Einde inhoudsopgave
Staatsregeling [Sint Maarten]
Artikel 28
Geldend
Geldend vanaf 10-10-2010
- Bronpublicatie:
21-07-2010, Afkondigingsblad van Sint Maarten 2010, GT 1 (uitgifte: 20-12-2010, kamerstukken/regelingnummer: -)
- Inwerkingtreding
10-10-2010
- Bronpublicatie inwerkingtreding:
23-09-2010, Stb. 2010, 387 (uitgifte: 01-10-2010, kamerstukken/regelingnummer: -)
- Afhankelijke geldigheid
Treedt tegelijk in werking met art.
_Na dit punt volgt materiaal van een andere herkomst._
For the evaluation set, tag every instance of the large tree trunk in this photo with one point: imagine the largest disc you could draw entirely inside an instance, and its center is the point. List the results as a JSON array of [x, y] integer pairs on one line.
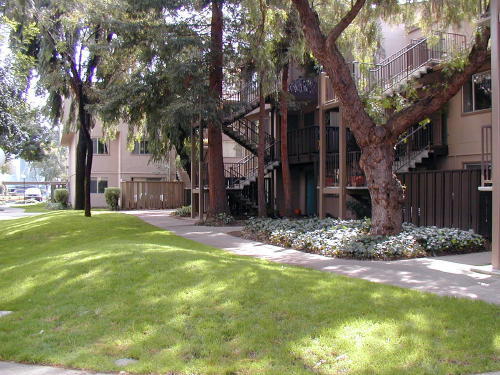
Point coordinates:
[[386, 192], [261, 154], [216, 182], [376, 142], [85, 129], [285, 167], [88, 173], [81, 152]]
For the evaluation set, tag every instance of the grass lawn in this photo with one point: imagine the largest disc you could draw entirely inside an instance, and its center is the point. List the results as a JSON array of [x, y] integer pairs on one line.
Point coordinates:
[[88, 291], [35, 207]]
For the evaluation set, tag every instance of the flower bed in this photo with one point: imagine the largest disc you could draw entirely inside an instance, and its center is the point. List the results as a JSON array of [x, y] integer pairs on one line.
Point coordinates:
[[351, 239]]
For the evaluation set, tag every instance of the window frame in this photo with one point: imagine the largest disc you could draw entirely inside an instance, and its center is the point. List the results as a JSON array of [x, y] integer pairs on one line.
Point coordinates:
[[97, 181], [100, 142], [141, 147], [473, 94]]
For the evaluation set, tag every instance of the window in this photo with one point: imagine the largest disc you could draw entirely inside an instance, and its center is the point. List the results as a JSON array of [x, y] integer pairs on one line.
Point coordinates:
[[231, 149], [477, 92], [98, 185], [141, 148], [99, 146]]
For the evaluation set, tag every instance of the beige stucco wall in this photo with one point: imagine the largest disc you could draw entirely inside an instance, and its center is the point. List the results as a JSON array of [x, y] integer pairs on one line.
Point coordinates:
[[463, 134], [120, 164]]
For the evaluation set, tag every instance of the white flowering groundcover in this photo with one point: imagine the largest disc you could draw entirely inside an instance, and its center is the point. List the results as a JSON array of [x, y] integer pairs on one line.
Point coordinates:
[[351, 239]]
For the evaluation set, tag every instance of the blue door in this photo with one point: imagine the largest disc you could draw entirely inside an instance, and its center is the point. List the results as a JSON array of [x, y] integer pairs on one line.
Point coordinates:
[[310, 194]]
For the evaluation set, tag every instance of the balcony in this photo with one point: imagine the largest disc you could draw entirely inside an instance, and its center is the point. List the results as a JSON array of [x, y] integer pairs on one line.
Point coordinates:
[[303, 144]]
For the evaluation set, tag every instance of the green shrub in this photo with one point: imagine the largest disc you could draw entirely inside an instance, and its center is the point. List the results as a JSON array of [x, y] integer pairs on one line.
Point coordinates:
[[112, 196], [61, 196], [183, 211], [351, 239], [55, 206]]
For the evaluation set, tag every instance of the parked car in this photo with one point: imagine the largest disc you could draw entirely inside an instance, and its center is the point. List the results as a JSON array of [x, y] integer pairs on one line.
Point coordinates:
[[34, 193]]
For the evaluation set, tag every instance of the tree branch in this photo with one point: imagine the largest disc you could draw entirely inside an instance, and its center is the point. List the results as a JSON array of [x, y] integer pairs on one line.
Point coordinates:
[[434, 99], [344, 22], [340, 75], [311, 26]]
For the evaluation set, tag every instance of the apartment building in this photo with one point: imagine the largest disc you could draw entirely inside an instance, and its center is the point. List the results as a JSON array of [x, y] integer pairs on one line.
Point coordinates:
[[324, 156], [116, 161]]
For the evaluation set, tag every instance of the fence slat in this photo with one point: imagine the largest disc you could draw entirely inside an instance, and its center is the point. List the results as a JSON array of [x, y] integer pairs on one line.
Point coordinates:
[[152, 195], [446, 199]]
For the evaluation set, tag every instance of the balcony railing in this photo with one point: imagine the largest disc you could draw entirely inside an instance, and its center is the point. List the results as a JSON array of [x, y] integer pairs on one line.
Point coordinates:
[[411, 147], [247, 168], [305, 141], [486, 156], [402, 65]]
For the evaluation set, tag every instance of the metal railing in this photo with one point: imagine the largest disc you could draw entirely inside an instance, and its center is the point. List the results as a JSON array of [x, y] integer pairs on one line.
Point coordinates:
[[411, 146], [400, 66], [332, 173], [246, 168], [403, 64], [306, 140], [486, 156], [237, 103]]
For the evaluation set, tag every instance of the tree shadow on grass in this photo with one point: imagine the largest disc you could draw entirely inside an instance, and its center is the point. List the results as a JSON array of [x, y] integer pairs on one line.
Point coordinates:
[[115, 287]]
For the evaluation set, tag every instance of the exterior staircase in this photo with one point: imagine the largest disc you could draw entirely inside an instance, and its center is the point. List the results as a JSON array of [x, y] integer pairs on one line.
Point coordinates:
[[411, 62], [241, 177], [392, 74], [413, 148]]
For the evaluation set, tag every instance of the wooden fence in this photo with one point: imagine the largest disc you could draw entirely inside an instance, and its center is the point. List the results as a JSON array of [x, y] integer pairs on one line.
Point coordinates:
[[151, 195], [447, 199]]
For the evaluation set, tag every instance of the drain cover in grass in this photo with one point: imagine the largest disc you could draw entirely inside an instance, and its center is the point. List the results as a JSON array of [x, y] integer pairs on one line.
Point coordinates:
[[125, 361]]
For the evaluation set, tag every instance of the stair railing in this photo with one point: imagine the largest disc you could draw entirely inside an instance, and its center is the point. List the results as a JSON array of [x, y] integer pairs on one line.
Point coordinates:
[[411, 146], [418, 53], [237, 173]]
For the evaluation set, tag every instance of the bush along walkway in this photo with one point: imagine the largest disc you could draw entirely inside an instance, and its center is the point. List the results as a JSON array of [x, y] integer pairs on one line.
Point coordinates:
[[135, 298], [446, 275], [351, 238]]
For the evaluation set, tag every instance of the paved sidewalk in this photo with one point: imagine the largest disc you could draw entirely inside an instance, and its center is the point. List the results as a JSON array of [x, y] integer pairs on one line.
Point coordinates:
[[10, 368], [448, 275]]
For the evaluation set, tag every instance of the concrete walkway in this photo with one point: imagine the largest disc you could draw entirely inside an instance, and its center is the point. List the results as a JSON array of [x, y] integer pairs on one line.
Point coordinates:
[[448, 275], [10, 368]]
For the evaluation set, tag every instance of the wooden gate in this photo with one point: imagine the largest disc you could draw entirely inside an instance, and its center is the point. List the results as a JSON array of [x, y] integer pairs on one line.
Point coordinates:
[[446, 199], [151, 195]]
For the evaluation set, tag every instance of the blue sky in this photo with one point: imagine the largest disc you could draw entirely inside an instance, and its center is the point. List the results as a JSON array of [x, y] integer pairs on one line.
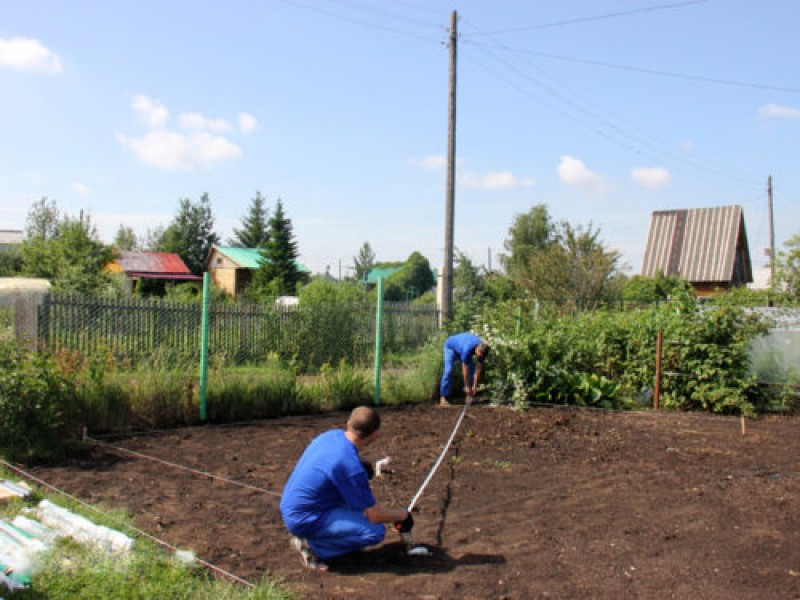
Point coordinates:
[[604, 110]]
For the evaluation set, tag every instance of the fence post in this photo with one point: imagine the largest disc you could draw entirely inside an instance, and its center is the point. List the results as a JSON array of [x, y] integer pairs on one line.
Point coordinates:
[[378, 342], [657, 386], [204, 350]]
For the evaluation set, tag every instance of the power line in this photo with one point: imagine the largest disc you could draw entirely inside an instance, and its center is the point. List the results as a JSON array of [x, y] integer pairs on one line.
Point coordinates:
[[608, 130], [648, 71], [577, 20]]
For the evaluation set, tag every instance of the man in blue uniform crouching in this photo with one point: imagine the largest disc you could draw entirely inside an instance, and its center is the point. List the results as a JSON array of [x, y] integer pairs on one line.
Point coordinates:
[[327, 503]]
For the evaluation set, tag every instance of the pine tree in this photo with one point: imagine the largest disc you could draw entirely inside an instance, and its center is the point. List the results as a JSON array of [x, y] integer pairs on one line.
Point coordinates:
[[191, 234], [279, 274], [363, 263], [255, 226]]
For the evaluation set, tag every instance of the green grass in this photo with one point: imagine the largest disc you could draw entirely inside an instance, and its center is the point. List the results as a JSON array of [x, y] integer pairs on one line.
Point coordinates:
[[166, 393], [70, 570]]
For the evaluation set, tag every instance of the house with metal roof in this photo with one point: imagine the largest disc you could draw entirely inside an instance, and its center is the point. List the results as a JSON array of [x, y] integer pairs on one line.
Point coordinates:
[[137, 265], [231, 269], [705, 246]]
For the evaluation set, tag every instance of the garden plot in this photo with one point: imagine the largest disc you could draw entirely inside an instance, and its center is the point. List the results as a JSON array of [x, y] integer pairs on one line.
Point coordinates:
[[552, 503]]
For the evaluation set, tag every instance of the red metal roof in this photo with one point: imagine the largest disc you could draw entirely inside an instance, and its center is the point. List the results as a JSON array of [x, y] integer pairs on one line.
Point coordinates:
[[135, 263]]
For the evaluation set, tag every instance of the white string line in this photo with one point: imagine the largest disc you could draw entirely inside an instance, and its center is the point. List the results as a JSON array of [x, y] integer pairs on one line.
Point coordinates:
[[439, 460], [185, 468], [140, 532]]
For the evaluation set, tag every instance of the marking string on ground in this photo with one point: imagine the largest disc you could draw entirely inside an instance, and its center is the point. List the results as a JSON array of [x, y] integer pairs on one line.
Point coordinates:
[[140, 532], [185, 468], [439, 460]]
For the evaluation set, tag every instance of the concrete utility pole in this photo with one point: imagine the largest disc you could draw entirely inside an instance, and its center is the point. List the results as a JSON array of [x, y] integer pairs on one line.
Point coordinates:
[[771, 236], [450, 199]]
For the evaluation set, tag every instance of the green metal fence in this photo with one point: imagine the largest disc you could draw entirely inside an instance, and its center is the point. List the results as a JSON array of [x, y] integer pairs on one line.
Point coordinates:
[[310, 335]]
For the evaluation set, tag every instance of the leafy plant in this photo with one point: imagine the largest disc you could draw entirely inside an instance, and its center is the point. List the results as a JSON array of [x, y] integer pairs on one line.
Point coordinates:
[[37, 404]]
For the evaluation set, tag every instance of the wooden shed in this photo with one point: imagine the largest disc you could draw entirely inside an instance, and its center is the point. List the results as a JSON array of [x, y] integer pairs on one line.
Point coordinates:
[[137, 265], [231, 269], [705, 246]]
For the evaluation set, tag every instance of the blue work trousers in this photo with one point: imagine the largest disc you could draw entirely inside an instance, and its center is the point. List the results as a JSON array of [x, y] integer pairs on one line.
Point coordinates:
[[450, 357], [344, 531]]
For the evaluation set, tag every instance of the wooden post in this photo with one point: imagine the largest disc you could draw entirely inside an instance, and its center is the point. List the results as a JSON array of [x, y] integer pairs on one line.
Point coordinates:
[[657, 387]]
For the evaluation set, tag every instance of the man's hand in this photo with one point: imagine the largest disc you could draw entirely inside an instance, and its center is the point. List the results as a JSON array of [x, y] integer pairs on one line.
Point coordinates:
[[406, 525], [368, 468]]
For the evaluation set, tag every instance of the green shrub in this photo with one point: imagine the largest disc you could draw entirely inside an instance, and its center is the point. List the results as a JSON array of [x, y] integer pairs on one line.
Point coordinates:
[[607, 358], [339, 388], [37, 405]]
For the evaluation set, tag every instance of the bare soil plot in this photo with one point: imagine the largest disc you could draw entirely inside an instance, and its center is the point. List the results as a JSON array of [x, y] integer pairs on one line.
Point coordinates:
[[552, 503]]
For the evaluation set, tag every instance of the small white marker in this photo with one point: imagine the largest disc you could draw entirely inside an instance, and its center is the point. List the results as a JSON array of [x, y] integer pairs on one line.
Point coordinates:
[[379, 465], [418, 551]]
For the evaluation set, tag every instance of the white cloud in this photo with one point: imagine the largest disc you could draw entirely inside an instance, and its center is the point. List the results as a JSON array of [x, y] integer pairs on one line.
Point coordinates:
[[777, 111], [22, 54], [651, 176], [197, 121], [572, 171], [198, 145], [430, 162], [153, 113], [247, 123], [177, 151], [493, 181]]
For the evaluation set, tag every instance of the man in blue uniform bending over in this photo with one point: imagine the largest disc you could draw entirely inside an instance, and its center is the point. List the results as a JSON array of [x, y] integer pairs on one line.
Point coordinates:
[[471, 351], [327, 503]]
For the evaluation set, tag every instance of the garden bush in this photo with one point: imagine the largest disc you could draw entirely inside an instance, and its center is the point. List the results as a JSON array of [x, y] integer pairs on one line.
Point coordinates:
[[38, 405]]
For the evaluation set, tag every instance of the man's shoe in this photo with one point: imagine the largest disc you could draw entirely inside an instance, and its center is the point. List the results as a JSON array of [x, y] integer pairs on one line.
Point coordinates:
[[310, 560]]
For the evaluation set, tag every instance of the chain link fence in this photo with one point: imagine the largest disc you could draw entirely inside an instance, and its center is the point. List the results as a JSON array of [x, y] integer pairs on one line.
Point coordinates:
[[308, 335]]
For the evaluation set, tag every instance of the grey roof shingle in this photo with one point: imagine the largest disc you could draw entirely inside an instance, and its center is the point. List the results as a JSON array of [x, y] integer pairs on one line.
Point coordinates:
[[699, 245]]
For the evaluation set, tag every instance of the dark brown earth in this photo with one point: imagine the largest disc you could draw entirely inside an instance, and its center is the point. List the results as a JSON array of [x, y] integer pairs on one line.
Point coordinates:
[[552, 503]]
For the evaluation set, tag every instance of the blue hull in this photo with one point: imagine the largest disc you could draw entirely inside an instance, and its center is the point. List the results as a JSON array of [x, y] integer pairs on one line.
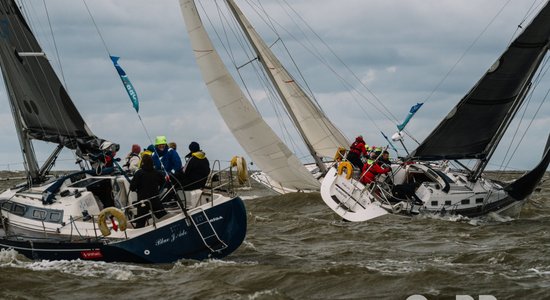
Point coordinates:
[[165, 244]]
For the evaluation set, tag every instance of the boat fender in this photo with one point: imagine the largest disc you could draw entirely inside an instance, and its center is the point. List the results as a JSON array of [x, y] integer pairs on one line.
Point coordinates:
[[242, 170], [349, 169], [111, 211]]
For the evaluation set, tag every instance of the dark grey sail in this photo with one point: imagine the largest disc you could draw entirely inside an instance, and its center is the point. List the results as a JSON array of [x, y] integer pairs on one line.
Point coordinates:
[[473, 129], [41, 107]]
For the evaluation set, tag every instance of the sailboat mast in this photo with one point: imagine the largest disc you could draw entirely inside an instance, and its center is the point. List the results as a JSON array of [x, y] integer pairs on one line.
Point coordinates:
[[238, 16]]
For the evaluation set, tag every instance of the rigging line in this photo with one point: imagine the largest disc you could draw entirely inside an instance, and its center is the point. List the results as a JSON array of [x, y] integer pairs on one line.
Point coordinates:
[[279, 38], [309, 93], [342, 79], [227, 51], [55, 45], [532, 10], [465, 52], [342, 62], [58, 60], [34, 76], [109, 53], [525, 108], [239, 36], [96, 27], [534, 116], [232, 24]]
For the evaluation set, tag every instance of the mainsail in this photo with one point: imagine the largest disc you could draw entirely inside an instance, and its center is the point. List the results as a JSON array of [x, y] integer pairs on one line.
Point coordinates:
[[41, 107], [473, 128], [255, 136], [318, 131]]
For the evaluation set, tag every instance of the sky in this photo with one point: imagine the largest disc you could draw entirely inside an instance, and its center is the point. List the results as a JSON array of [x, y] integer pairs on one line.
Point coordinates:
[[403, 51]]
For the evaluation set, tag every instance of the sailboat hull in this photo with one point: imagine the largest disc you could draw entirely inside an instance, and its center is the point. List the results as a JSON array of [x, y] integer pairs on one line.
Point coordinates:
[[170, 242], [439, 195]]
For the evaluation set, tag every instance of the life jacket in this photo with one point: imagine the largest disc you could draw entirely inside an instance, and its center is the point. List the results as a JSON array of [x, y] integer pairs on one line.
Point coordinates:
[[146, 152], [129, 158], [357, 148], [373, 170]]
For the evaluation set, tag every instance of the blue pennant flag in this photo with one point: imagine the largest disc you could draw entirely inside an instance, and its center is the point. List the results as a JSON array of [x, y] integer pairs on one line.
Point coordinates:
[[413, 110], [387, 139], [126, 82]]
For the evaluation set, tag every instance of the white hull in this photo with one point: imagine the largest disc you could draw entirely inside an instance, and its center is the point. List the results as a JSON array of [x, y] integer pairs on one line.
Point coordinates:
[[437, 191]]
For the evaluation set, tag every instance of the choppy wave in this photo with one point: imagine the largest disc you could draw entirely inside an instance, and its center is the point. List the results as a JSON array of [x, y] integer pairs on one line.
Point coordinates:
[[297, 248]]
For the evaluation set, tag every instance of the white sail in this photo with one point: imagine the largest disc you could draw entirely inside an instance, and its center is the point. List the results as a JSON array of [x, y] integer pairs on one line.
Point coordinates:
[[320, 133], [255, 136]]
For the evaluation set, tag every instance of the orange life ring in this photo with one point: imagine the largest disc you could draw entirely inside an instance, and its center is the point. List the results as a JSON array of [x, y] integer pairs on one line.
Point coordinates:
[[111, 211], [339, 155], [348, 166]]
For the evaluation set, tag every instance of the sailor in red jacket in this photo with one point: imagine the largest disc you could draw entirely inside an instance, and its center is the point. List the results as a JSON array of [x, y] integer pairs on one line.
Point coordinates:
[[355, 151], [370, 170]]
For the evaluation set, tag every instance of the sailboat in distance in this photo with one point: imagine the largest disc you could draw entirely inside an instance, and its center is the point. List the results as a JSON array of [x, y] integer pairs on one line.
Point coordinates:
[[90, 214], [282, 171], [424, 183]]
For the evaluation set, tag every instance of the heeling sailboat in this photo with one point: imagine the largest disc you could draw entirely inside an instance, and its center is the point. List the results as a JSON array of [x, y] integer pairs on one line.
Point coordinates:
[[320, 136], [472, 130], [62, 218]]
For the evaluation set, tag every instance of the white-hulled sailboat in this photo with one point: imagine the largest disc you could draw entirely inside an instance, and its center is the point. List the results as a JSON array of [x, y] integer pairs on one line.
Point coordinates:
[[471, 131], [281, 170]]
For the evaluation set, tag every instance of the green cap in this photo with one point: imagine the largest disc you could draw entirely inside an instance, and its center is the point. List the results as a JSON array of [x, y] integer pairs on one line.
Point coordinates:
[[160, 140]]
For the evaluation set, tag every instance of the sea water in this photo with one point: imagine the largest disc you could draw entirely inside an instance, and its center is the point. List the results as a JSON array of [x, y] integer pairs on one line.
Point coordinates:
[[297, 248]]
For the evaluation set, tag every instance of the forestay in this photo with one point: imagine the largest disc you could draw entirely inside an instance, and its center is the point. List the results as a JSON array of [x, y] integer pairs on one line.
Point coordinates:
[[319, 132], [473, 128], [255, 136]]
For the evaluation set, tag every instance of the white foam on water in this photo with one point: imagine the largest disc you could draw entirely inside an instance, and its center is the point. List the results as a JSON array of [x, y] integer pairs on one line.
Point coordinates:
[[95, 269], [211, 264], [115, 271], [8, 257], [260, 294], [538, 272], [250, 197], [249, 245]]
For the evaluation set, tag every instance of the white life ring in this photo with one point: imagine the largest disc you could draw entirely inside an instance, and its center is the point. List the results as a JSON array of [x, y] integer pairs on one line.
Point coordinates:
[[115, 212]]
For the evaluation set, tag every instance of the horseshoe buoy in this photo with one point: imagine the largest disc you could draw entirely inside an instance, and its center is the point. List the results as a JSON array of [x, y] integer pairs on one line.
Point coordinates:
[[339, 155], [397, 208], [242, 170], [117, 214], [347, 165]]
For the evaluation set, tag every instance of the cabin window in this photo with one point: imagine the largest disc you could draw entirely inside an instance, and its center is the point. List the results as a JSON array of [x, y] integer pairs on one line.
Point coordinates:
[[6, 206], [39, 214], [19, 209], [55, 217]]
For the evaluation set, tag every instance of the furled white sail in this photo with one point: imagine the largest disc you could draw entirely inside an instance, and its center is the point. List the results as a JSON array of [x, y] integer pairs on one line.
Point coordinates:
[[255, 136], [319, 132]]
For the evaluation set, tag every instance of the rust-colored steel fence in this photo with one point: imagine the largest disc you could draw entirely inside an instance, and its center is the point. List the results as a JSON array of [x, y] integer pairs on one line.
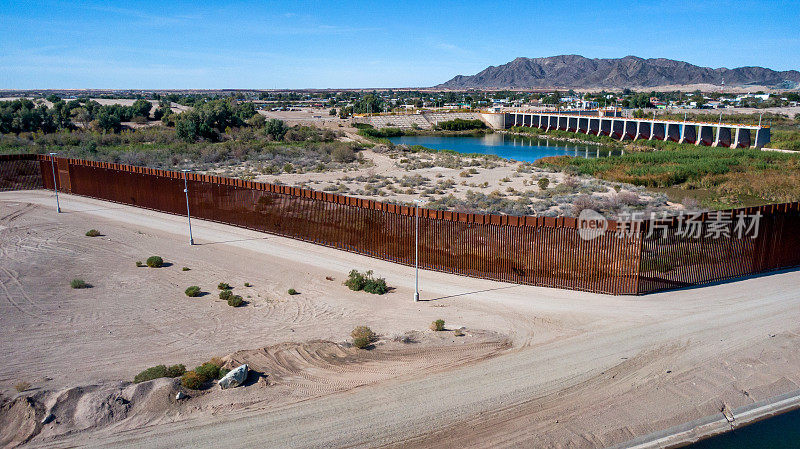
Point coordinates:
[[541, 251]]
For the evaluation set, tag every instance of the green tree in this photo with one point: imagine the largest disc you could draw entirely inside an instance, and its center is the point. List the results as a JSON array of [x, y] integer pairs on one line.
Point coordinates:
[[141, 108], [275, 129]]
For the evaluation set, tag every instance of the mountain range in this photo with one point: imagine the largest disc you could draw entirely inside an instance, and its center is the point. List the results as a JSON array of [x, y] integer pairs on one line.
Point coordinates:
[[574, 71]]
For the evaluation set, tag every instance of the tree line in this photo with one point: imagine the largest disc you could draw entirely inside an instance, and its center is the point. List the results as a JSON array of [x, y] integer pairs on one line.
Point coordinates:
[[23, 115]]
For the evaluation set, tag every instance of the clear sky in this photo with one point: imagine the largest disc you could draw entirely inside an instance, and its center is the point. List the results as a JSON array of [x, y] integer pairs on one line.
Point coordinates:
[[285, 44]]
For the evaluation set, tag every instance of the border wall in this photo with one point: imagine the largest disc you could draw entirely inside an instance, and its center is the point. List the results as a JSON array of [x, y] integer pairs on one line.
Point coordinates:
[[543, 251]]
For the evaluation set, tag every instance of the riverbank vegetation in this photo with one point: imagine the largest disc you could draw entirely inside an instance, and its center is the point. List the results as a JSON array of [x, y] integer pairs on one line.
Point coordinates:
[[734, 176], [268, 149]]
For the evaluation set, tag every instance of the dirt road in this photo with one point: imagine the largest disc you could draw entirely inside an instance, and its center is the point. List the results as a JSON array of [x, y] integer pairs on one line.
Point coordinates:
[[586, 370]]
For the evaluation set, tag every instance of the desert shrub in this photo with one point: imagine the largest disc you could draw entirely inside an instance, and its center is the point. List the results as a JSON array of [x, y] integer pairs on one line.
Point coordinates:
[[343, 154], [159, 371], [365, 281], [437, 325], [192, 380], [543, 183], [376, 286], [176, 370], [362, 337]]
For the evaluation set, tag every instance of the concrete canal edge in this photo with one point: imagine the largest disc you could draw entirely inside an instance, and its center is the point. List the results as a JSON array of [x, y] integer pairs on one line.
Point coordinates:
[[693, 431]]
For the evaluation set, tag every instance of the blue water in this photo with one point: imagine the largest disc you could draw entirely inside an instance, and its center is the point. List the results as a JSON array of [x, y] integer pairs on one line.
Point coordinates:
[[525, 149], [779, 432]]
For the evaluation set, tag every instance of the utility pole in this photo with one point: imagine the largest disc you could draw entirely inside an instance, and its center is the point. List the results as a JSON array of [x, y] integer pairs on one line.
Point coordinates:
[[188, 215], [55, 183]]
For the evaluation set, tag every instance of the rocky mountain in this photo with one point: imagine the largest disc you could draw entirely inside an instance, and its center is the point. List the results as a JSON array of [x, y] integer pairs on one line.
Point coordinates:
[[574, 71]]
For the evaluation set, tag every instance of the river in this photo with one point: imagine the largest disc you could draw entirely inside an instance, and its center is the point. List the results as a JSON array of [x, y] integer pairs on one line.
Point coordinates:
[[519, 148]]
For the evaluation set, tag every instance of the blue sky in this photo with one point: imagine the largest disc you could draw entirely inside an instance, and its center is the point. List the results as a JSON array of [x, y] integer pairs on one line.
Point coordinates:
[[267, 44]]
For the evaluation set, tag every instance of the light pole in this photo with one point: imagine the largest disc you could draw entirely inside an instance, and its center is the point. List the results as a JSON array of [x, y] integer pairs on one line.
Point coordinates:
[[55, 185], [186, 192], [416, 251]]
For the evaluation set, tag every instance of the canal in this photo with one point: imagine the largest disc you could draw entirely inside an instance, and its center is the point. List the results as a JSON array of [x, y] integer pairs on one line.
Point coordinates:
[[519, 148]]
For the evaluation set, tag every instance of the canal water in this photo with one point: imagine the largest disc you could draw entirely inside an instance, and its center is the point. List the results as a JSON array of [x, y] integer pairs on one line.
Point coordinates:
[[519, 148], [778, 432]]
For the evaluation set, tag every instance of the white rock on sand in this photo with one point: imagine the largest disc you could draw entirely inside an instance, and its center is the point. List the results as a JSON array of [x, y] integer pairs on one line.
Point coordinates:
[[234, 378]]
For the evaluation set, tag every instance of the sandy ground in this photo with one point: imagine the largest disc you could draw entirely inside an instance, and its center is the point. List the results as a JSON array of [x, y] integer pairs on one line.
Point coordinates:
[[401, 177], [584, 370]]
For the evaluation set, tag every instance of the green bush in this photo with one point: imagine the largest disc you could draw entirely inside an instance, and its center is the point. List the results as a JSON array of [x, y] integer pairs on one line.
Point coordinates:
[[543, 183], [362, 337], [365, 281], [159, 371]]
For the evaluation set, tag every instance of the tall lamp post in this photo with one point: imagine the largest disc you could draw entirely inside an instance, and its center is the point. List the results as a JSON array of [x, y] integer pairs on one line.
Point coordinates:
[[186, 192], [416, 251], [55, 184]]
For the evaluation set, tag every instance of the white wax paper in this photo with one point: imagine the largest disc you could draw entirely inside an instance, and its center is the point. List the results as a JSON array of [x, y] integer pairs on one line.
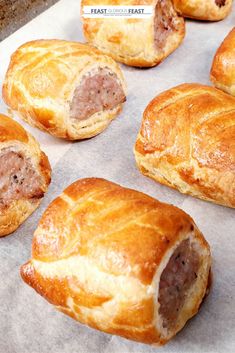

I en II van de Rijkswet tot wijziging van het Statuut in verband met de opheffing van de Nederlandse Antillen (07-09-2010, Stb. 333).
- Vakgebied(en)
Staatsrecht / Staatsinrichting
1.
Geen feit is strafbaar dan uit kracht van een daaraan voorafgegane wettelijke strafbepaling.
2.
Een ieder die wegens een strafbaar feit wordt vervolgd, wordt voor onschuldig gehouden totdat zijn schuld volgens landsverordening bewezen wordt.
3.
Niemand mag een tweede keer worden vervolgd of gestraft wegens een strafbaar feit terzake waarvan hij onherroepelijk door de rechter is berecht.
4.
Een ieder die wegens een strafbaar feit wordt vervolgd, heeft in het bijzonder de volgende rechten:
- a.
onverwijld, in een taal welke hij verstaat, en in bijzonderheden, op de hoogte te worden gesteld van de aard en de reden van de tegen hem ingebrachte beschuldigingen, van zijn recht om zich te onthouden van antwoorden en van zijn bevoegdheid om zich te doen bijstaan door een advocaat;
- b.
zich kosteloos te doen bijstaan door een tolk, indien hij de taal die ter terechtzitting wordt gebezigd niet verstaat of niet spreekt;
- c.
te beschikken over voldoende tijd en faciliteiten ter voorbereiding van zijn verdediging;
- d.
zich zelf te verdedigen;
- e.
getuigen à charge te ondervragen of te doen ondervragen en het oproepen en de ondervraging van getuigen à decharge te doen geschieden op dezelfde voorwaarden als het geval is met de getuigen à charge.